Calcutta has its own example of a how the death penalty often does not serve as a deterrent. (In 2004, Dhananjay Chatterjee, a caretaker of an apartment complex in the city was hanged for the rape and murder of a schoolgirl who lived in the building. There have been hundreds of rapes in the city after that.) Other suggestions for stringent punishment have been to render the perpetrator incapable of every committing such a crime. Sure the possibility of castration could work as a real deterrent and it may be just punishment for rape. But the most desirable deterrent to rape would be to ensure that our boys grow up with the right attitude. A boy who grows up to respect women could never have done to the 23-year-old woman what they did.
Bengal's Modi blues
In Singur, from where Tata Motors pulled out its small car – Nano – project (when Mamata Banerjee, then in the Opposition, raised objections against land-grab) and gifted it to Narendra Modi of Gujarat, the Gujarat elections was being watched with baited breath in some households. Interestingly, some villagers in Singur, who had willingly parted with their land for the setting up of the Tata factory, still nurture hope that the Nano project would returned to Bengal. They feel Modi is a machinating politician who used the Singur controversy to lure the Nano project away and they see him as an obstacle to the return of the Nano to Singur. They were hoping that he would lose the elections. “But there is no more hope for us,” said one farmer dejectedly. “Modi will never allow the Nano to leave Gujrat.”
Tied by tides
A fascinating study on how water – that is, rives and oceans – are the real link between cultures (as opposed to the historical convention that land is the locus of cultural growth and water bodies the dividers) was initiated this week in Calcutta, where historians from across the world gathered.

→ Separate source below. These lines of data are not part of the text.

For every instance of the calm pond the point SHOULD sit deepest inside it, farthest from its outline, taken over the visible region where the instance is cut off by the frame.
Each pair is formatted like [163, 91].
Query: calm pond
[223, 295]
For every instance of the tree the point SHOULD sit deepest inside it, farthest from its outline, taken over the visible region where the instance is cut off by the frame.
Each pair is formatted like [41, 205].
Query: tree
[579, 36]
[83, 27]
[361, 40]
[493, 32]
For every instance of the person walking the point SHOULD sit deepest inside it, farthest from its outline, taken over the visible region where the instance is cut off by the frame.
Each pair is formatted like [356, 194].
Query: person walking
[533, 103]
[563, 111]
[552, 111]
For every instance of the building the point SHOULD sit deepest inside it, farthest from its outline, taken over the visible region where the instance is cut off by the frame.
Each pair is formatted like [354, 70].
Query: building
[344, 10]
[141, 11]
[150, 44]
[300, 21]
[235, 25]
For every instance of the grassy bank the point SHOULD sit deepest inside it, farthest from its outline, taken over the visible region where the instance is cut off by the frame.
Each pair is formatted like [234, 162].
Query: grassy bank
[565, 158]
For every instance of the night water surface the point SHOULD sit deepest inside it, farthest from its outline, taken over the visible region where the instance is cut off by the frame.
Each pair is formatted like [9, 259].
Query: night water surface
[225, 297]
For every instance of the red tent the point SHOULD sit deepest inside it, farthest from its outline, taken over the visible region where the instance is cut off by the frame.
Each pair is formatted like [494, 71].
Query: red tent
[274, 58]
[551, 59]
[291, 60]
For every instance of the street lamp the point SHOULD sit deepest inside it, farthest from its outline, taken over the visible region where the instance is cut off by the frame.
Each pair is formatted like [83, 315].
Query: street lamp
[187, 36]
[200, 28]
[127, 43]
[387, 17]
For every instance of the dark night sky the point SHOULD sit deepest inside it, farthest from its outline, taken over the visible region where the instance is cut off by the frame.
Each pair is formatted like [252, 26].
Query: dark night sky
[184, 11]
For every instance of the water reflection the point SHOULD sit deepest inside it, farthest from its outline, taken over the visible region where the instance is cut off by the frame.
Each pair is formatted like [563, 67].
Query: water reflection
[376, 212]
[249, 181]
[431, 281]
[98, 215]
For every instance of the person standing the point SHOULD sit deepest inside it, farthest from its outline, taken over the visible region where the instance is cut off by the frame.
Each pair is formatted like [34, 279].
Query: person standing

The thrust of the study is to research the ways oceans and river contributed to the world becoming a smaller place. The Calcutta connection is obvious here. Calcutta’s bays and rivers were the route through which the British arrived in India. And the rest, as they say, is history.
Passage to Nandigram
When Buddhadeb Bhattacharya, the former chief minister of Bengal, dares to go back to Nandigram, you know that the Mamata magic may just be fading. Bhattacharya, whose desire to turn Nandigram – a sprawling village by the river covered in acres of fertile farmland and lush greenery – into a chemical hub saw a bitter battle between the locals who resisted the move and the government that ended in 14 innocent villagers being gunned down by the state police on March 14, 2007. Since then the former CM has not been back in those parts. But with the Panchayat polls around the corner the CPI-M leaders who had pretty much retreated into their shells after the humiliating defeat in the Assembly Elections of 2011, in which they were uprooted from power after 34 long years, are now venturing out. But you would think that it would take a while before Bhattacharya shows up in Nandigram. But he is scheduled to hold a rally near Nandigram on January 5. Didi, take note.